For this last half of his book, Gavin, even buoyed by research, swims upstream against the cascading flow of a junkie’s essential plot line. For decades Baker is mostly chasing drugs, screwing anyone within reach, tumbling downward creatively and personally, and alternating manipulatively between victim and abuser. Except as a voyeur it’s hard to care, especially since, with exceptions I think even rarer than Gavin does, Baker’s music was generally worthless. Junk didn’t make him a musical superman; it simply drove him to make fast, sloppy recordings with under-rehearsed bands, playing horn that was so unpredictable in quality it could sound like an abysmal self-parody. Sympathetically balanced as he tries to be, even Gavin can only cite a handful of ex-sidemen as Baker’s musical legacy of influence. Instead, he depicts Baker as a kind of cultural icon rather than a cultural force.

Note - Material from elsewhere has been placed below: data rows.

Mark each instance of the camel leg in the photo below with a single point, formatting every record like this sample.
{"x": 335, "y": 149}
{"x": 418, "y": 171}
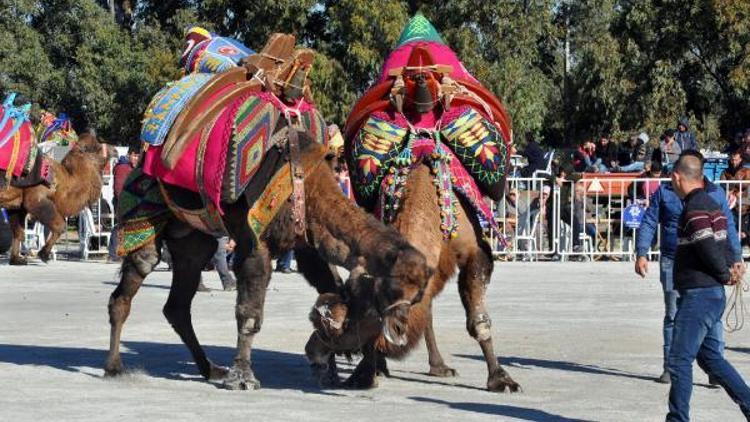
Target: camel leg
{"x": 45, "y": 211}
{"x": 438, "y": 368}
{"x": 253, "y": 271}
{"x": 16, "y": 220}
{"x": 135, "y": 267}
{"x": 365, "y": 374}
{"x": 189, "y": 256}
{"x": 472, "y": 285}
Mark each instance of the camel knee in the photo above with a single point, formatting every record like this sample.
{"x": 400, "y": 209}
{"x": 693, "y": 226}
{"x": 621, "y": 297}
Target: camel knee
{"x": 480, "y": 327}
{"x": 175, "y": 314}
{"x": 249, "y": 320}
{"x": 143, "y": 261}
{"x": 119, "y": 309}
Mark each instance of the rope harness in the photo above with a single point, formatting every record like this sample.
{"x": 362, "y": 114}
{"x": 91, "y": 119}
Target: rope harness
{"x": 734, "y": 319}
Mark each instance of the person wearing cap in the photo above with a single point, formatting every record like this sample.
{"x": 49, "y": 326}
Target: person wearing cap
{"x": 670, "y": 149}
{"x": 684, "y": 137}
{"x": 663, "y": 213}
{"x": 638, "y": 154}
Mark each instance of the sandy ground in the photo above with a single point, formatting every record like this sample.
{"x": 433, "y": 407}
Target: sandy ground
{"x": 583, "y": 339}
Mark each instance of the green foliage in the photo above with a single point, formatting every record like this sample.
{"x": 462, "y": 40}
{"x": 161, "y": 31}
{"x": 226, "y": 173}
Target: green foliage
{"x": 631, "y": 65}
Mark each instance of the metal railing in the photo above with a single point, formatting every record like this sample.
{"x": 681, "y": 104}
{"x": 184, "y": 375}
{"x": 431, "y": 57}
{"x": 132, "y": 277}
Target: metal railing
{"x": 588, "y": 218}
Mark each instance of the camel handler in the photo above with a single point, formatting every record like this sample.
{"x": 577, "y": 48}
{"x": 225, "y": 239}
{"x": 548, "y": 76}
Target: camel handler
{"x": 665, "y": 208}
{"x": 703, "y": 265}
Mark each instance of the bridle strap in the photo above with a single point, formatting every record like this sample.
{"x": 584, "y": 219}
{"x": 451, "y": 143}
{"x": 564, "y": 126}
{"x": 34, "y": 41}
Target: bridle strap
{"x": 298, "y": 185}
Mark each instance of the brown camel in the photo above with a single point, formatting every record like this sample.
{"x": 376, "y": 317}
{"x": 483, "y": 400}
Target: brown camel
{"x": 77, "y": 183}
{"x": 413, "y": 160}
{"x": 337, "y": 232}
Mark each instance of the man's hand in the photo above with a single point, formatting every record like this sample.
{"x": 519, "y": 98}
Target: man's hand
{"x": 641, "y": 266}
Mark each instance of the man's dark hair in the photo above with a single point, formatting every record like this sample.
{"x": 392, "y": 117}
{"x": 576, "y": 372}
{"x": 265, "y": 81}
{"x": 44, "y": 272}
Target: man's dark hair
{"x": 690, "y": 165}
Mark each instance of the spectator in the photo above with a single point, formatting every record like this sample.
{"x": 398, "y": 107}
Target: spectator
{"x": 638, "y": 154}
{"x": 735, "y": 163}
{"x": 650, "y": 186}
{"x": 670, "y": 148}
{"x": 220, "y": 264}
{"x": 606, "y": 152}
{"x": 534, "y": 155}
{"x": 582, "y": 209}
{"x": 684, "y": 137}
{"x": 584, "y": 159}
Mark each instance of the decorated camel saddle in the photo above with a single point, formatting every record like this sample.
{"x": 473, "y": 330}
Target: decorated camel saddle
{"x": 21, "y": 163}
{"x": 217, "y": 137}
{"x": 427, "y": 108}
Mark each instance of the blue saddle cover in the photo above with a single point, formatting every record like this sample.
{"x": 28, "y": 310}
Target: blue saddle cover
{"x": 167, "y": 105}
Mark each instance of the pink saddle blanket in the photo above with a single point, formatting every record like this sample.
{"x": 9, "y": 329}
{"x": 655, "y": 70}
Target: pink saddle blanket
{"x": 17, "y": 155}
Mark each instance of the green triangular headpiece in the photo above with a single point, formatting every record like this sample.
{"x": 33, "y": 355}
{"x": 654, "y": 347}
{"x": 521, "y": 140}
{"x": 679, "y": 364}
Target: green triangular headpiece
{"x": 419, "y": 29}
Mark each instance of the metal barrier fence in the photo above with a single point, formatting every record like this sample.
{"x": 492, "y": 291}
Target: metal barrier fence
{"x": 593, "y": 218}
{"x": 587, "y": 219}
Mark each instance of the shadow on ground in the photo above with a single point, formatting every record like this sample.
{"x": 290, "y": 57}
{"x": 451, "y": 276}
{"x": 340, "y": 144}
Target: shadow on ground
{"x": 275, "y": 370}
{"x": 519, "y": 362}
{"x": 516, "y": 412}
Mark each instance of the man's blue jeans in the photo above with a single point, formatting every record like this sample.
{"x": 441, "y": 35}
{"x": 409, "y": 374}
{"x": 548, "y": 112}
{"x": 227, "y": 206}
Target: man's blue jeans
{"x": 698, "y": 334}
{"x": 666, "y": 266}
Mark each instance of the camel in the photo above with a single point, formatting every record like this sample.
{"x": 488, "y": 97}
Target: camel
{"x": 337, "y": 232}
{"x": 410, "y": 142}
{"x": 77, "y": 183}
{"x": 313, "y": 216}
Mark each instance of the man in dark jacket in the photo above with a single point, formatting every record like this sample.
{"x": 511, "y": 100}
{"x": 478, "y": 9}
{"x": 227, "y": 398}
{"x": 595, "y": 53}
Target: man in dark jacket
{"x": 684, "y": 137}
{"x": 702, "y": 269}
{"x": 663, "y": 212}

It is one of history’s ironies that Baker was resurrected after his death by a film made shortly before it. Bruce Weber, a fashion photographer famed for his homoerotic Calvin Klein and Ralph Lauren ads, has a sharp eye for the scandalous, and decided to make Let’s Get Lost when he saw Baker at the trumpeter’s brief fling at an American comeback in 1986. He fell for what an associate described as “beauty that looked kind of destroyed.” Weber bought him a French beatnik wardrobe from a Paris designer, and paid him $12,500 for a performance that Gavin describes: “eyelids sagging, slurring his words, all but drooling…. Unless he got what he needed, [Weber’s assistant] said, ‘he wouldn’t have sat still a minute for us.'” The documentary refired interest in Baker among boomers and Gen Xers, who responded to the bathetic junkie glamour of his apparent frailty, personal and artistic, just as their 1950s avatars had. Reissues of Baker’s albums on CD have gathered mass and sales since.
Which leaves us with Baker’s mysterious death, long haloed by a host of theories. Gavin rejects accident, reporting that “the window [of the hotel room] slid up only about fifteen inches, making it difficult, if not impossible, for a grown man to fall through accidentally.” Dismissing speculation that Baker might have lost his room key and tried to climb the hotel’s facade, Gavin says it’s unlikely he could have gone unnoticed on such a busy thoroughfare. He dismisses homicide, as did Baker’s remaining friends and the Dutch police, and concludes that Baker was shooting his favorite speedballs and committed a sort of passive-aggressive suicide by “opening a window and letting death come to him…. [He] had died willfully of a broken heart.”
That’s a pretty sentimental final fade for a hard-core character like Baker, who for all Gavin’s determined nuance ultimately seems less rebel than junkie. Maybe Gavin should have pondered Naked Lunch. Then he might have ended his book with, say, Steve Allen’s take, since Allen was one of the many Baker burned: “When Chet started out, he had everything. He was handsome, had a likable personality, a tremendous musical gift. He threw it all away for drugs. To me, the man started out as James Dean and ended up as Charles Manson.”